Triggered tasks¶

Use triggered tasks to run tasks whenever there’s a change in a stream. This eliminates the need to poll a source frequently when the availability of new data is unpredictable. It also reduces latency because data is processed immediately.

Triggered tasks don’t use compute resources until the event is triggered.

Considerations¶

For streams hosted on directory tables, the directory table needs to be refreshed before a triggered task can detect the changes. To detect changes, you can do either of the following:
- Set the directory table to auto-refresh.
- Refresh the directory table manually using the ALTER STAGE name REFRESH command.
Streams on external tables and hybrid tables are not supported.
For consumers to create streams on shared tables or secure views, the data provider must enable change tracking on the tables and views that are intended for sharing in their account (that is, ALTER VIEW <view_name> SET CHANGE_TRACKING = TRUE;). Without change tracking enabled, consumers can’t create streams on the shared data. For more information, see Streams on shared objects.

Create a triggered task¶

Use CREATE TASK, and set the following parameters:

Define the target stream using the WHEN clause. (Do not include the SCHEDULE parameter.)

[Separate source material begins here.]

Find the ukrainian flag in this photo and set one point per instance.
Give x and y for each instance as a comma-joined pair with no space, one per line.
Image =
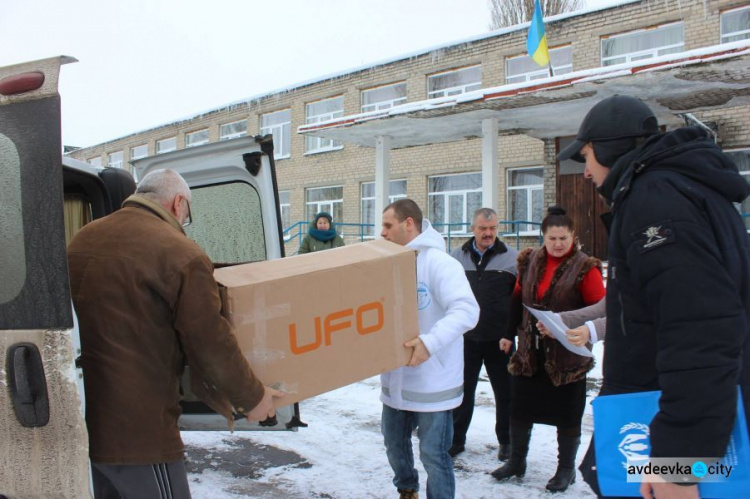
536,43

When working with multiple data streams, you can use conditional parameters: WHEN ... AND and WHEN ... OR.
Additional requirements based on compute resources:
- To create a serverless task, you must include the TARGET_COMPLETION_INTERVAL parameter. Do not include the WAREHOUSE parameter. Snowflake estimates the resources needed using the target completion interval, and adjusts to complete the task in this time.
- To create a task that runs on a user-managed warehouse, include the WAREHOUSE parameter and define the warehouse.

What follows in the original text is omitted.